The volume of data managed by database servers grew rapidly. Initially, most database applications had two tiers: the database and the client, which contained both business logic and the user interface. The high license prices for relational databases became a limiting factor for client-server computing in the early 90s. One way to keep license costs at bay was to separate business logic into distinct servers. Business logic moved out of the database and into its own tier — the application server.
Database servers initially did not provide built-in, fine-grained, per-row or per-column permissions management. When that was added in 1999 by Oracle, or later by Microsoft with the release of SQL Server 2016, the ship had mostly sailed. Permissions and business logic had already been separated from the database and were now managed in the application tier.
Development shifted from “database first” to “code first.” Any change in the data model was defined in code. This caused friction and silos, as applications were written in different languages like Java or C#. The information about data structures became buried in multiple codebases, written in different languages.
PostgreSQL was initially released in 1997. Unlike MySQL, it has a permissive license, so it imposes no real license constraints. With the introduction of logical replication in version 10 in 2017, its march to dominance in the enterprise space became unstoppable.
In 2025, your data is either isolated in a multitude of SaaS solutions and accessible only through non-standardized APIs, or trapped in internal data silos hidden behind paradigms like object-relational mappers (ORMs).
Large multinational organizations and internet companies must manage staggering volumes of data requiring technologies like data warehouses or data lakes.

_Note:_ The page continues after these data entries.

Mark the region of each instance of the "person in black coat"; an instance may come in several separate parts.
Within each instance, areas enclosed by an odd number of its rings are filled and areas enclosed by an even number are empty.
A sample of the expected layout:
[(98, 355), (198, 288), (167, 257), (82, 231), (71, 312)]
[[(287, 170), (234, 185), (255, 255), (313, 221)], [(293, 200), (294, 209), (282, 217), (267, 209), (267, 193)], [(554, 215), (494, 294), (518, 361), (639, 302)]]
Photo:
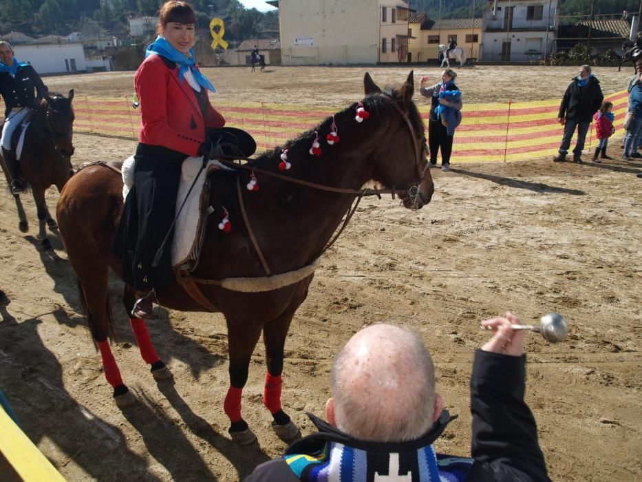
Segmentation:
[(30, 109), (38, 107), (47, 92), (47, 87), (34, 67), (19, 62), (8, 42), (0, 42), (0, 94), (6, 107), (2, 129), (2, 156), (3, 167), (11, 178), (11, 191), (14, 194), (23, 192), (24, 185), (20, 179), (11, 138)]
[(387, 324), (358, 332), (334, 359), (328, 422), (246, 482), (339, 480), (549, 481), (535, 421), (524, 401), (524, 332), (511, 313), (482, 322), (495, 331), (475, 354), (471, 377), (471, 458), (436, 453), (454, 417), (435, 391), (421, 339)]
[(577, 138), (573, 149), (573, 162), (581, 163), (586, 133), (593, 116), (599, 110), (604, 96), (598, 81), (591, 74), (590, 65), (582, 65), (579, 74), (566, 87), (559, 105), (557, 122), (564, 126), (564, 134), (557, 155), (553, 158), (557, 163), (566, 160), (570, 140), (577, 128)]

Yet most organizations have data volumes that could easily be handled by a single PostgreSQL instance.
I believe it’s time to revive and perfect the lost art of database first:
- Keep all data in a central database.
- Enforce consistency with business rules in the database.
- Manage access control centrally.
- Provide one API to access all data.
- Empower LLM agents with secure data access.
- Use permissive licensing that doesn’t restrict use cases.
- Run it in the cloud or on your own infrastructure.